Problem
I'm trying to find a flexible way to parse email content. Below is an example of dummy email text I'm working with. I'd also like to avoid regular expressions if at all possible. However, at this point of my problem solving process I'm beginning to think it's inevitable. Note that this is only a small dummy subset of a full email. What I need is to parse every field (e.g. Ticket No, Cell Phone) into their respective data types. Lastly, some fields are not guaranteed to be present in the email (you'll see in my current solution shown below why this is a problem).
Header Code:EMERGENCY
Ticket No: 123456789 Seq. No: 2
Update of:
Original Call Date: 01/02/2011 Time: 11:17:03 AM OP: 1102
Second Call Date: 01/02/2011 Time: 12:11:00 AM OP:
Company: COMPANY NAME
Contact: CONTACT NAME Contact Phone: (111)111-1111
Secondary Contact: SECONDARY CONTACT
Alternate Contact: Altern. Phone:
Best Time to Call: AFTER 4:30P Fax No: (111)111-1111
Cell Phone: Pager No:
Caller Address: 330 FOO
FOO AVENUE 123
Current Solution
For this simple example I'm successfully able to parse most fields with the function below.
private T BetweenOperation<T>(string emailBody, string start, string end)
{
var culture = StringComparison.InvariantCulture;
int startIndex =
emailBody.IndexOf(start, culture) + start.Length;
int endIndex =
emailBody.IndexOf(end, culture);
int length = endIndex - startIndex;
if (length < 0) return default(T);
return (T)Convert.ChangeType(
emailBody.Substring(startIndex, length).Trim(),
typeof(T));
}
Essentially, my idea was that I could parse the content between two fields. For example, I could the header code by doing
// returns "EMERGENCY"
BetweenOperation<string>("email content", "Header Code:", "Ticket No:")

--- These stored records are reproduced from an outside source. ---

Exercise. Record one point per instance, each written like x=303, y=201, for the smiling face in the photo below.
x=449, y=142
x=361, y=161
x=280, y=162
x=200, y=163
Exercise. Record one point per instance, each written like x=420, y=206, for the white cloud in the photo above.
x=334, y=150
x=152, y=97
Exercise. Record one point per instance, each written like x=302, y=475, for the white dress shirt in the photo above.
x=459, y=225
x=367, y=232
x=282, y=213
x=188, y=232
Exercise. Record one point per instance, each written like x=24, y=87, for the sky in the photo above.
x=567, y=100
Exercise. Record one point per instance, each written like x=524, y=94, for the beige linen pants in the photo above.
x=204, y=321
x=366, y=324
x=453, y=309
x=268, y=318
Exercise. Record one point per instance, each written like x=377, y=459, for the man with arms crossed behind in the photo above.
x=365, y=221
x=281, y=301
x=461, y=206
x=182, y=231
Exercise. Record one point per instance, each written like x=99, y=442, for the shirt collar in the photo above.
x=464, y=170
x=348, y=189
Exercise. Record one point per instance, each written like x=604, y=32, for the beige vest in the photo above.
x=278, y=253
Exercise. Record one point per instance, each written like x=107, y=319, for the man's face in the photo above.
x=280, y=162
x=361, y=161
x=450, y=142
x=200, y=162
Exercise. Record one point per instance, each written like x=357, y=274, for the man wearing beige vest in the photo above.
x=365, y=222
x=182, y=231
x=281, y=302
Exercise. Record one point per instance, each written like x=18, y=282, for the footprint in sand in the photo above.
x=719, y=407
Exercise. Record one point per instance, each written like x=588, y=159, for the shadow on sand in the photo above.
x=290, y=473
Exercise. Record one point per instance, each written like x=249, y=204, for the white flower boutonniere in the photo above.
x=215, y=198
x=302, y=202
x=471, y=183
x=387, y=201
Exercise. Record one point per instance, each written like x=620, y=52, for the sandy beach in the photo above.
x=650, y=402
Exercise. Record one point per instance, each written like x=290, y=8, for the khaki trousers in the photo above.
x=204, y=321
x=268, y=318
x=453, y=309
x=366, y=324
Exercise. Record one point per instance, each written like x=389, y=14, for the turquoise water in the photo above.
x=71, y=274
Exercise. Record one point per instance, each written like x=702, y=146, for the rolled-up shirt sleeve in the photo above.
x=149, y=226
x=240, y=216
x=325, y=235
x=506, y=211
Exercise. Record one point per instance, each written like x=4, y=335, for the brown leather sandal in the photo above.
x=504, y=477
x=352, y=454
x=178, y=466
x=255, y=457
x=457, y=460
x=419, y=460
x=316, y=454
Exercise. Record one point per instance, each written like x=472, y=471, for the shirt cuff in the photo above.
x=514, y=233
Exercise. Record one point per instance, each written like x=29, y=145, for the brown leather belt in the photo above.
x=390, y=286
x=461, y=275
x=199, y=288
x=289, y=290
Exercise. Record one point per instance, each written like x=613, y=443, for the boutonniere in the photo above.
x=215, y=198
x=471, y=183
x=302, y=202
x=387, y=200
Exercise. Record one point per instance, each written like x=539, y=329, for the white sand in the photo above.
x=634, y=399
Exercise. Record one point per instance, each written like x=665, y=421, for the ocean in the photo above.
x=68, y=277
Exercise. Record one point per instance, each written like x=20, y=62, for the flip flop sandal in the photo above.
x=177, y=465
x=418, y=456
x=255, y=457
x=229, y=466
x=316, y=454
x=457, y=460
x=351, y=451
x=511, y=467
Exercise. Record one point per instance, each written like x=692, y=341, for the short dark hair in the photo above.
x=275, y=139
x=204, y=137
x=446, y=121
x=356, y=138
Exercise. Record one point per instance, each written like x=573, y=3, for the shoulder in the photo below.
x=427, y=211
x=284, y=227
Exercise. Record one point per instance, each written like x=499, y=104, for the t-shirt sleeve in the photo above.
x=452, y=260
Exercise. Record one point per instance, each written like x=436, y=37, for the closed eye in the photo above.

This approach however has many flaws. One big flaw being that the end
field is not always present . As you can see there are some similar keys with identical keywords that don't parse quite right, such as "Contact" and "Secondary Contact". This causes the parser to fetch too much information. Also, if my end field is not present I'll be getting some unpredictable result. Lastly, I can parse entire lines to then pass it to BetweenOperation<T>
using this.
private string LineOperation(string startWithCriteria)
{
string[] emailLines = EmailBody.Split(new[] { '\n' });
return
emailLines.Where(emailLine => emailLine.StartsWith(startWithCriteria))
.FirstOrDefault();
}
We would use LineOperation
in some cases where the field name is not unique (e.g. Time) and feed the result to BetweenOperation<T>
.
Question
How can parse the content shown above based on keys. Keys being "Header Code" and "Cell Phone" for example. Note that I don't think that parsing based on spaces of tabs because some of fields can be several lines long (e.g. Caller Address) or contain no value at all (e.g. Altern Phone).
Thank you.